In Huntington’s disease, the hyperkinetic features are due to are due to the loss of 

A. Nigrostriatal dopaminergic system
B. Intrastriatal cholinergic system
C. subthalamic neurons
D. Intrastriatal GABA-nergic and cholinergic system

The Answer is. D (Interstitial GABA-nergic and cholinergic system)

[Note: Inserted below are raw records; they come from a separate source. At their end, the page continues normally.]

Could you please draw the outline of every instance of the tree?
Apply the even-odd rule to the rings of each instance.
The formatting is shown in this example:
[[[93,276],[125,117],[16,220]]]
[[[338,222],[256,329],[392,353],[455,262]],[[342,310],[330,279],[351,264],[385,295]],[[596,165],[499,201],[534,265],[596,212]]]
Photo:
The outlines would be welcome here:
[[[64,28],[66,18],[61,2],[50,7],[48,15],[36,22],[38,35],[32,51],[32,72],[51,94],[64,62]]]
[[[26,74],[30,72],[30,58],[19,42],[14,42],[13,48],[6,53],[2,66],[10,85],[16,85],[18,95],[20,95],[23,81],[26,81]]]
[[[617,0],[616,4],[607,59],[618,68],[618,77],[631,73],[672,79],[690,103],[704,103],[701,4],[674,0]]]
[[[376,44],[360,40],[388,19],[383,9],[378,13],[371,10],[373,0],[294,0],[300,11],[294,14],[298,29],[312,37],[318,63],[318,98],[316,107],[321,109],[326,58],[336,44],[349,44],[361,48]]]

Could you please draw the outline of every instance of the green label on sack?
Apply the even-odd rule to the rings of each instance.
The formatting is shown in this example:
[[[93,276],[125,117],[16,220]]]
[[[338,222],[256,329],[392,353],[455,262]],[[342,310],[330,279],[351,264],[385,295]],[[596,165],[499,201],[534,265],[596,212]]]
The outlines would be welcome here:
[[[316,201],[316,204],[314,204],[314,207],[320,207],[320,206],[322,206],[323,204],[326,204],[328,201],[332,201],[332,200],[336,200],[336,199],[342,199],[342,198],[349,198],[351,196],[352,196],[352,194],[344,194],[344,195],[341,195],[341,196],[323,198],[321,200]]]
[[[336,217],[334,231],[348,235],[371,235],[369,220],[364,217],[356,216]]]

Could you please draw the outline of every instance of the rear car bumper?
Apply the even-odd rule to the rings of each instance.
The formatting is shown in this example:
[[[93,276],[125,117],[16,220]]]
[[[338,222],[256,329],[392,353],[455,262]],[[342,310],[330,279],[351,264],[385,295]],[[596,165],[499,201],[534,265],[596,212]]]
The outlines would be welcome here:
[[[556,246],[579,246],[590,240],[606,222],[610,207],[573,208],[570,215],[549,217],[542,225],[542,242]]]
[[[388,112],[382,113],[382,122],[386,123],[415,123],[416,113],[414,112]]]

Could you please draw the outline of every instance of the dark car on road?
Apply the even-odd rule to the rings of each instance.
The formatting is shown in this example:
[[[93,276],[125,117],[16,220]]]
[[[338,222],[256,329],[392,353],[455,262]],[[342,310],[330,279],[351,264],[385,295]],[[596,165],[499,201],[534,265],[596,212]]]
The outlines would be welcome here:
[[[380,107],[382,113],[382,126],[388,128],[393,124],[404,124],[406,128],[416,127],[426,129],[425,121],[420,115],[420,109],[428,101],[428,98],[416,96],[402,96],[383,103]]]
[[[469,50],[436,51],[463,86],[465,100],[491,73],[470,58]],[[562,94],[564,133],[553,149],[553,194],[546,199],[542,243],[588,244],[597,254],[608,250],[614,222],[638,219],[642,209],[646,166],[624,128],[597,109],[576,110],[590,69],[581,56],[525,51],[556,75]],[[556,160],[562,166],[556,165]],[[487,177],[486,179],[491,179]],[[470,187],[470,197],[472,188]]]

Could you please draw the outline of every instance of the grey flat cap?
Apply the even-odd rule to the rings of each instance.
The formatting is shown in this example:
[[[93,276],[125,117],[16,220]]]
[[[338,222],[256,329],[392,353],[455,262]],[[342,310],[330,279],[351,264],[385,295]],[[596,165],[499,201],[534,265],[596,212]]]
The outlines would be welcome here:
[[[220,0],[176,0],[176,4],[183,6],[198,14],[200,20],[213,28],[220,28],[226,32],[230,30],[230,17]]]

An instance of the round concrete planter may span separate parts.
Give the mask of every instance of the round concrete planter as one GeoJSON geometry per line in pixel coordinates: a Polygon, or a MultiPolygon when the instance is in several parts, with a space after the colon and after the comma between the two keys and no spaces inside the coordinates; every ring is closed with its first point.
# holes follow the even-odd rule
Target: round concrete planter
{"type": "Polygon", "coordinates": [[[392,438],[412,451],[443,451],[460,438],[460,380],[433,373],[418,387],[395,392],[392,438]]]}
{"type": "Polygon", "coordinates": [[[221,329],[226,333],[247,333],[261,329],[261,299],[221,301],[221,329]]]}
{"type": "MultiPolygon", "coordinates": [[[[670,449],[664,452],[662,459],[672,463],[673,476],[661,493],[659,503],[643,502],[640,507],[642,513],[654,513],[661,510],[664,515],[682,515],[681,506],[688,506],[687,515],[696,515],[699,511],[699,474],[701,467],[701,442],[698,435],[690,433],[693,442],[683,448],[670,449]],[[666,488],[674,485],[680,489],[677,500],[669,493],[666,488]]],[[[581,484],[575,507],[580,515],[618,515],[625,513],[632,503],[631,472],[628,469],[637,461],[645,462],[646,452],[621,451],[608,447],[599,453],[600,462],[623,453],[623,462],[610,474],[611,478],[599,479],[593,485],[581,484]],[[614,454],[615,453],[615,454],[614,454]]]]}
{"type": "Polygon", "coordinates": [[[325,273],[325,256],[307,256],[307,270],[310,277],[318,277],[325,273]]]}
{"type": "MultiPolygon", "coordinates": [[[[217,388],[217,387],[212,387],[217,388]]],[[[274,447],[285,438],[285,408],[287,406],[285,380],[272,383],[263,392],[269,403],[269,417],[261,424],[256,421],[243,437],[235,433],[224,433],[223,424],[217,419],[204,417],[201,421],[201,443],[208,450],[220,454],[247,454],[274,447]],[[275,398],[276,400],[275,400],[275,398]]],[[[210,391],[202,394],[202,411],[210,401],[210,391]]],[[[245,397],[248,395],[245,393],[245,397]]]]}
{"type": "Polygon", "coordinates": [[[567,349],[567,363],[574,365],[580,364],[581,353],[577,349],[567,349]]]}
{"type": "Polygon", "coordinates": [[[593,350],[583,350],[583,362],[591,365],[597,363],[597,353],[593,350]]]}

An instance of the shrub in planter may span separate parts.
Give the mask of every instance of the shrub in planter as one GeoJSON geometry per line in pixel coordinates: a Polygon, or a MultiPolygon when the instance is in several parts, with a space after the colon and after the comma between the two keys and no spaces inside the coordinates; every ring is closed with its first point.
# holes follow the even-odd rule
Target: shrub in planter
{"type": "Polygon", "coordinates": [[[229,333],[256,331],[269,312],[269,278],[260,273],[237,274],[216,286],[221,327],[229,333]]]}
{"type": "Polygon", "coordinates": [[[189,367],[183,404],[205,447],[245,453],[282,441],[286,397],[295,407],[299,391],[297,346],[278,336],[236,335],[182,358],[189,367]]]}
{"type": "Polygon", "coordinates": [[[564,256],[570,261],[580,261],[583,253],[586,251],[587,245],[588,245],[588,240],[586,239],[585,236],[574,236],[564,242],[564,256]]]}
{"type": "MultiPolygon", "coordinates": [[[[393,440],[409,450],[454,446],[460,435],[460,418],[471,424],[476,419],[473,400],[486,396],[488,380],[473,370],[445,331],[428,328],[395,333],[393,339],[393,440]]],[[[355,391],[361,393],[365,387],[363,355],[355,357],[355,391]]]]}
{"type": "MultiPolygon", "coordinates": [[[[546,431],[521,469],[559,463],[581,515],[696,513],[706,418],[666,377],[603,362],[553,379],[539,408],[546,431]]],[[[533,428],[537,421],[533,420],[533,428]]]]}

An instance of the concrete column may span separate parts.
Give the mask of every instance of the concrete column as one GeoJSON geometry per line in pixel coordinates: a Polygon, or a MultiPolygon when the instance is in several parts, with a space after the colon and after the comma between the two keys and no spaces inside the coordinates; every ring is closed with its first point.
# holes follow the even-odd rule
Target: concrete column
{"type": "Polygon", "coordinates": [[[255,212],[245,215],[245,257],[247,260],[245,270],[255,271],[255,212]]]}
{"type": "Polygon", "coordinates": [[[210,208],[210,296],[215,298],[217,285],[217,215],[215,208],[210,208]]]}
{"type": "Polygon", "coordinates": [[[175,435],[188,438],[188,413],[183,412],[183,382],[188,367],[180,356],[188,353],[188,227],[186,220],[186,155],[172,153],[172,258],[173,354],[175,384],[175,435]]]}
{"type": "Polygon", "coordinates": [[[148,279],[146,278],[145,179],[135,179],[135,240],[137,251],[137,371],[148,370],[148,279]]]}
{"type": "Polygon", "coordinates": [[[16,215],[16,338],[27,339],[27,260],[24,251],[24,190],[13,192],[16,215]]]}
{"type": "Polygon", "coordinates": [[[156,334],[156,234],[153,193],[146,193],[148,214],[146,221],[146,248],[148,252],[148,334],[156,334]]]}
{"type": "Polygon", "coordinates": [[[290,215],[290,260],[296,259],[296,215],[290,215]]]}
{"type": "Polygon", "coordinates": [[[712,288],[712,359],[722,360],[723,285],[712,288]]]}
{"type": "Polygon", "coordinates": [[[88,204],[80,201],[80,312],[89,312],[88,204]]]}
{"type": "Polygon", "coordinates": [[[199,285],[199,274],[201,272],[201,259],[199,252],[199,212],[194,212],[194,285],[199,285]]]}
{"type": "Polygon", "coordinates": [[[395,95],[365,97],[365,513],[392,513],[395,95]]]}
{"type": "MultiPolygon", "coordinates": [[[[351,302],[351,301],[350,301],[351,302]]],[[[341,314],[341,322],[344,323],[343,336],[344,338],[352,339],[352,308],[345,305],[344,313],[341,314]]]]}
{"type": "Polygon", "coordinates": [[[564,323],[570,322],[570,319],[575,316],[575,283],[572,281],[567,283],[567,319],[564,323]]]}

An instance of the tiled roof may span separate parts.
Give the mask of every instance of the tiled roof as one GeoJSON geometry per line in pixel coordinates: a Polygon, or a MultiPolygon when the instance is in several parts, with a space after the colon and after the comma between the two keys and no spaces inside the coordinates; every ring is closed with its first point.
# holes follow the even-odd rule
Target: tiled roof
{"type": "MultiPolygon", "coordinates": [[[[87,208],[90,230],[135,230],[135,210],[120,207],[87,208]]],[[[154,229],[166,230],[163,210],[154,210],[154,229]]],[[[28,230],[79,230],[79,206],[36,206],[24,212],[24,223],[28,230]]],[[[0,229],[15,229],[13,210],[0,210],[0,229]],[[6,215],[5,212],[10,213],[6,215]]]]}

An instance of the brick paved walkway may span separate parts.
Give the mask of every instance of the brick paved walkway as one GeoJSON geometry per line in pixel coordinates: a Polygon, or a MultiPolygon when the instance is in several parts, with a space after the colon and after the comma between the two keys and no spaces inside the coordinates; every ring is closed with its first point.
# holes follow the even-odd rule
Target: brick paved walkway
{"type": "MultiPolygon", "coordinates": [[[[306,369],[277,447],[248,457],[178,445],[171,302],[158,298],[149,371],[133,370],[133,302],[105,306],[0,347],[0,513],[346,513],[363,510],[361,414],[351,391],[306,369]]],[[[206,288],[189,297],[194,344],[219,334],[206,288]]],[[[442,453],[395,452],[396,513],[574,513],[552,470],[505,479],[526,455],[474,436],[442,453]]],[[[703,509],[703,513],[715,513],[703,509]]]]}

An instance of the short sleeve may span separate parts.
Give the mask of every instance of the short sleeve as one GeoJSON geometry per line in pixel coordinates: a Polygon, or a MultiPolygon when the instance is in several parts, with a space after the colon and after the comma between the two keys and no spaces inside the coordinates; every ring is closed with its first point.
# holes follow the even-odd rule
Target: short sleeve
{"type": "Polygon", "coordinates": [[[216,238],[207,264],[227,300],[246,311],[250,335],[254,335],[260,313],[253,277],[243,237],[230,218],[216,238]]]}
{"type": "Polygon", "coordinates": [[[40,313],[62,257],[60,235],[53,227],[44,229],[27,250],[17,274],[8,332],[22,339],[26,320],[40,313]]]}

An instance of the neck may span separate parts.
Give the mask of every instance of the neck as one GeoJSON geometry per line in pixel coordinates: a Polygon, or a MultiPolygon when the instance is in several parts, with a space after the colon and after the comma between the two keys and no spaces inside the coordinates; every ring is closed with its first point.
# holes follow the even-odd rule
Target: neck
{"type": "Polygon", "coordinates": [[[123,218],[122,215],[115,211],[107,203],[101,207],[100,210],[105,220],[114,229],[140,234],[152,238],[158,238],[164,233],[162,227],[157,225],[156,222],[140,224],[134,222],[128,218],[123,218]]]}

Corpus striatum sends inhibitory input to globus pallidus (external); globus pallid us is reciprocally connected with subthalamic nucleus. In Huntington’s disease there is loss of (inhibitory) GABAnergic and cholinergic neurons of the striatum. Loss of inhibition of the external globus pallidus diminishes the activity of neurons in the subthalamic nucleus. Hence, the excitation of neurons of the internal globus pallidus (by subthalamic nucleus) would be reduced. This will inhibit the neurons in the VA and VL nuclei of thalamus. The resulting enhancement of activity of neurons in the cerebral motor cortex may lead to choreiform movements or hyperkinetic features of Huntington’s disease. Loss of dopaminergic neurons in the nigrostriatal tract will lead to Parkinson’s disease. The net effect of such loss/lesion causes an increased activity of neurons in the internal globuspaiidus (a feature opposite to that in Huntington’s disease). This results in greater inhibition of neurons in the VA and VL nuclei of thalamus, and hence less pronounced activation of motor cortex. The consequence is slowed movements (bradykinesia). A lesion of subthalamic nucleus on one side leads to hemiballism: involuntary, violent flailing movements of the limbs on the side opposite to the lesion.